Biomass estimation, fertilisation, and crop production reflect crop yield potential. The prediction of these variables allows the selection of crop cultivars with high yield potential. Deep neural networks (DNNs) can predict such crop variables. However, DNNs are data greedy algorithms that overfit/underfit on small-size datasets. Additionally, the collection of big data is expensive and laborious. Therefore, providing synthetic big data is preferable. This study aims to: (i) develop a trigonometric-Euclidean-smoother interpolation (TESI) for continuous time-series and non-time-series data augmentation to prevent DNNs from under/overfitting; (ii) compare the TESI performance to the tabular variational autoencoder (TVAE) and the conditional tabular generative adversarial network (CTGAN); and (iii) compare the DNN performance before and after data augmentation. Two time-series datasets, oil palm production and rice production, and two non-time-series datasets, fertiliser and rice total aboveground biomass (TAGB), were augmented using the TESI, TVAE, and CTGAN algorithms. The TESI retained the features’ original probability distribution in the four datasets.

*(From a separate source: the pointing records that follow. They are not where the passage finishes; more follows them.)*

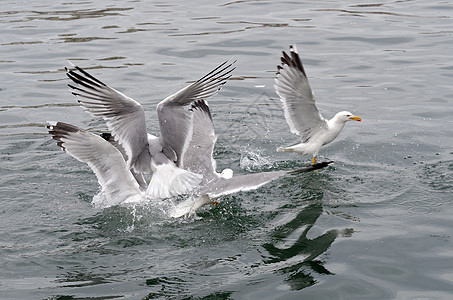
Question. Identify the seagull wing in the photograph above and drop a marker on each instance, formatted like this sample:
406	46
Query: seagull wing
198	157
175	119
291	84
104	159
125	116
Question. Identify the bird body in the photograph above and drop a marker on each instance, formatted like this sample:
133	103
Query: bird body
301	113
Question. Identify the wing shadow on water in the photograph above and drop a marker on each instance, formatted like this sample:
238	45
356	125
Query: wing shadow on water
299	274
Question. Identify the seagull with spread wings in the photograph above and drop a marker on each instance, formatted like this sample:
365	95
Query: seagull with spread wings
198	158
125	118
301	113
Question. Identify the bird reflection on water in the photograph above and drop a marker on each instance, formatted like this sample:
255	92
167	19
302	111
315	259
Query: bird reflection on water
299	275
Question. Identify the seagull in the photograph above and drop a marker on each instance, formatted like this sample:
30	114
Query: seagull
125	118
198	158
118	184
301	113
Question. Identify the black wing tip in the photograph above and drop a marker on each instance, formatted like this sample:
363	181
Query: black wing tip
292	60
316	166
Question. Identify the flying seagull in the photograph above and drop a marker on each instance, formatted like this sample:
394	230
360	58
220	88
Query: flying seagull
301	113
125	118
198	158
114	176
120	187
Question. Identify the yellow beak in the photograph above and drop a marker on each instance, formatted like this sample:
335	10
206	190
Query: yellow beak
355	118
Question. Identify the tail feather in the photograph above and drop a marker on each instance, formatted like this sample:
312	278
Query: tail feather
170	181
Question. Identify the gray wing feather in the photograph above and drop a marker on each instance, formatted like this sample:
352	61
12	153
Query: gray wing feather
125	116
104	159
198	157
291	84
175	119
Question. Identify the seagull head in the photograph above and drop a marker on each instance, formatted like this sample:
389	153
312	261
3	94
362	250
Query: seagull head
346	116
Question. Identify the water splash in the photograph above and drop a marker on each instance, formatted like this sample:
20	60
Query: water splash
251	160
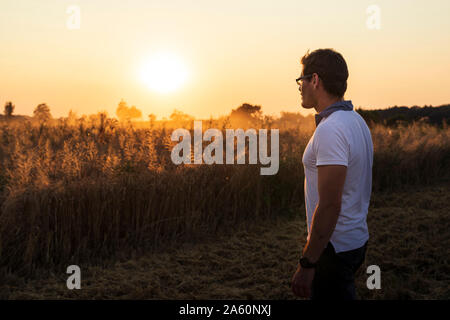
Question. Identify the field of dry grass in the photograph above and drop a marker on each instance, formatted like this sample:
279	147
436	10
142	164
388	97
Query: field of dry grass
409	241
96	193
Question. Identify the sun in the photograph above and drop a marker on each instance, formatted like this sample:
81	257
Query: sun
164	72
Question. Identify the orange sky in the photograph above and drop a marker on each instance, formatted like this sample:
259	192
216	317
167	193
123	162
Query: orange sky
233	51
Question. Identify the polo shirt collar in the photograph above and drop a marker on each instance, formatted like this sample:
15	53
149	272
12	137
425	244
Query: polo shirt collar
345	105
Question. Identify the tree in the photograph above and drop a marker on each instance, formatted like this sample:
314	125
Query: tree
246	114
42	113
9	109
125	113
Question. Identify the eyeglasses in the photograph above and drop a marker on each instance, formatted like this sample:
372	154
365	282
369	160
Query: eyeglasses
298	80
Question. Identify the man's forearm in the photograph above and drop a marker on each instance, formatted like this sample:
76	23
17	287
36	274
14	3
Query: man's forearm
324	221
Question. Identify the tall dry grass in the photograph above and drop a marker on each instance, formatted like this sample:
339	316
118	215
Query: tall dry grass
89	190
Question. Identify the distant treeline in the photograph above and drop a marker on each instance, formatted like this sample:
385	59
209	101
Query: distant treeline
403	115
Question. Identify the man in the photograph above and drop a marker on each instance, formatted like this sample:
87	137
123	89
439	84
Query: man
338	182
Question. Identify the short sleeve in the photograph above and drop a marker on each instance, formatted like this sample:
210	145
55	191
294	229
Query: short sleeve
330	145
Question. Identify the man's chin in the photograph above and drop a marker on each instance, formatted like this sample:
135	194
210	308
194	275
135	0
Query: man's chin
306	106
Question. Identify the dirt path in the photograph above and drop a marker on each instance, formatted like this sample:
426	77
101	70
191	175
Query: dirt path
409	241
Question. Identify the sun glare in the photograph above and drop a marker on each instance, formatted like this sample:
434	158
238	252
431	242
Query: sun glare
164	72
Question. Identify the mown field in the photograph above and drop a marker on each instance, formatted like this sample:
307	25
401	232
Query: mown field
108	198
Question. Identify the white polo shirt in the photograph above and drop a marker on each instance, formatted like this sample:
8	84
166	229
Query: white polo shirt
342	138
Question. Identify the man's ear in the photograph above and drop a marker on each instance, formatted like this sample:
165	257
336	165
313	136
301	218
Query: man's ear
315	80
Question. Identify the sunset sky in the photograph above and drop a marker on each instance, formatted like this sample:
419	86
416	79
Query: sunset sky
227	52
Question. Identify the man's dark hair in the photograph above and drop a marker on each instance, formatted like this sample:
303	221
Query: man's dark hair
331	68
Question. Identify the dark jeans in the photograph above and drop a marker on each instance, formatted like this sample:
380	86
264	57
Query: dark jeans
335	273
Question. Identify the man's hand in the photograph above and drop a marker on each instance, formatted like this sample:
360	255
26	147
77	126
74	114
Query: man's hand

The C-TESI achieved the lowest mean squared error mean percentage (MAEP) on the oil palm (0.60–2.85%), rice (0.77–1.72%), and fertiliser datasets (2.04–2.21%). The TESI retained the variance inflation factor (VIF) ranges less than 10 on the four datasets; the TESI retained a VIF range of 1.99–10.06 or reduced the VIF range to 1.55–6.66. Furthermore, the TESI retained the Spearman's r (rs) range of 0.79–0.97 or increased it to 0.81–0.99 on the four datasets. The DNN achieved the highest coefficient of determination (R2) (0.77–0.99) and lowest root mean squared error (RMSE) ranges (2.8E+01–8.1E+05) on the four datasets augmented with the TESI. The Q-TESI, C-TESI, and L-TESI overcame the LN-TESI in retaining the features’ original probability distribution, minimising the augmentation loss, reducing the VIF, increasing the rs, and decreasing the DNN under/overfitting. The Q-TESI, C-TESI, and L-TESI may approximate the nonlinear changes of crop phenology in time-spaced sampling, thereby reducing the cost of sampling for scientists. In addition, they intensify zonal synthetic sampling, thereby reducing sampling labour.